Brett Baldwin, Dora Ogles and Greg Davis (Microbial Insights, Inc), Joel Blair and Mike Purchase (Arctos Environmental) and Jeffrey Baker (Tesoro Companies, Inc)

Evaluation of corrective actions designed to enhance biodegradation of petroleum hydrocarbons and fuel oxygenates should include chemical, geochemical, and microbiological lines of evidence. At gasoline-impacted sites, temporal monitoring and analysis of trends in dissolved benzene, toluene, ethylbenzene, xylene (BTEX) and methyl tert-butyl ether (MTBE) concentrations can be used to document contaminant loss and provide the first line of evidence. Likewise, temporal monitoring of geochemical parameters can reveal changes in redox status resulting from site activities, changes in electron acceptor availability, and can provide a second indicator of enhanced biodegradation. The third and potentially most direct line of evidence to evaluate the ability of a remediation technology to stimulate biodegradation is to quantify expression of the genes and activity of the organisms responsible for contaminant biodegradation.
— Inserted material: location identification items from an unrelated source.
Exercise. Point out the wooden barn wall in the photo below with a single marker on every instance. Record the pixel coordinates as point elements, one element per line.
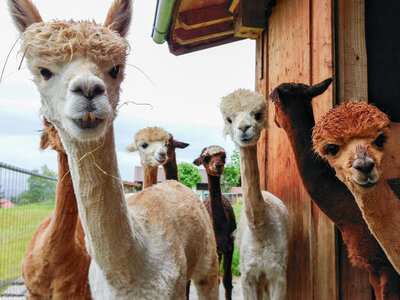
<point>299,46</point>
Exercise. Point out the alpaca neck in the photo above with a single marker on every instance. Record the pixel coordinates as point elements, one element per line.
<point>218,215</point>
<point>318,177</point>
<point>65,216</point>
<point>149,176</point>
<point>111,239</point>
<point>253,199</point>
<point>381,210</point>
<point>171,169</point>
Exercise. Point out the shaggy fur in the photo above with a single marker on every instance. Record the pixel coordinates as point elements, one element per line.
<point>150,249</point>
<point>358,162</point>
<point>220,210</point>
<point>293,112</point>
<point>263,230</point>
<point>55,263</point>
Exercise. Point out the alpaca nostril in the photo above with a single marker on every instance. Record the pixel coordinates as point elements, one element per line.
<point>364,165</point>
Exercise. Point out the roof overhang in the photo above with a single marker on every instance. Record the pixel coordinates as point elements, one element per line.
<point>191,25</point>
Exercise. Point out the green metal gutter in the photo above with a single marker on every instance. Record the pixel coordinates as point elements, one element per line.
<point>162,20</point>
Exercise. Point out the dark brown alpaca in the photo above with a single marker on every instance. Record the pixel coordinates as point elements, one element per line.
<point>293,113</point>
<point>55,263</point>
<point>220,210</point>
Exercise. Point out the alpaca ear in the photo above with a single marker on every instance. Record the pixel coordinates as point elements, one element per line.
<point>44,140</point>
<point>197,161</point>
<point>177,144</point>
<point>131,147</point>
<point>119,16</point>
<point>318,89</point>
<point>24,13</point>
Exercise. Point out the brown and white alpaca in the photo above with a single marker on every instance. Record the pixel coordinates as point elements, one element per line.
<point>55,263</point>
<point>220,210</point>
<point>156,147</point>
<point>294,113</point>
<point>263,230</point>
<point>352,138</point>
<point>150,249</point>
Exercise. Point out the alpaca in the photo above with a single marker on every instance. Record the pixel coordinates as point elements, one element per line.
<point>293,113</point>
<point>55,263</point>
<point>220,210</point>
<point>263,230</point>
<point>156,147</point>
<point>151,248</point>
<point>352,138</point>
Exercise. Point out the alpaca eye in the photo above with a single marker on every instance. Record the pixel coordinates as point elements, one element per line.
<point>46,73</point>
<point>114,72</point>
<point>332,149</point>
<point>380,140</point>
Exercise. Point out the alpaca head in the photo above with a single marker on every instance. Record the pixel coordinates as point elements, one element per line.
<point>155,145</point>
<point>213,160</point>
<point>351,137</point>
<point>286,98</point>
<point>77,66</point>
<point>50,137</point>
<point>244,116</point>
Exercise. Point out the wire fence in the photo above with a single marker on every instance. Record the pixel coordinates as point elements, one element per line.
<point>26,198</point>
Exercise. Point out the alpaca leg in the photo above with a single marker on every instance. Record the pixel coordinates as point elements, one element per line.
<point>277,287</point>
<point>228,274</point>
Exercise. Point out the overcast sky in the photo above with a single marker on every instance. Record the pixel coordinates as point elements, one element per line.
<point>185,95</point>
In the current study, quantitative polymerase chain reaction (qPCR) and reverse-transcription qPCR (RT-qPCR) were used to monitor microbial populations and gene expression to evaluate the effectiveness of an oxygen infusion system to promote aerobic biodegradation of BTEX and MTBE. During system startup and continuous operation, dissolved oxygen (DO) levels at the injection points were greater than 30 mg/L, contaminant concentrations decreased, and transcription of aromatic oxygenase genes (toluene dioxygenase and phenol hydroxylase) and activity of MTBE-utilizing strain Methylibium petroleiphilum PM1 increased by as many as four orders of magnitude in response to system operation. Moreover, aromatic oxygenase gene transcription and PM1 activity increased at downgradient locations despite the fact that DO levels in downgradient wells did not appreciably increase during system operation.  Conversely, BTEX- and MTBE-utilizing populations, aromatic oxygenase gene transcription, and PM1 activity substantially decreased when the system was temporarily deactivated. Overall, traditional groundwater analyses combined with monitoring gene expression provided the three lines of evidence needed to conclusively demonstrate that the oxygen infusion system effectively promoted BTEX and MTBE biodegradation at the site.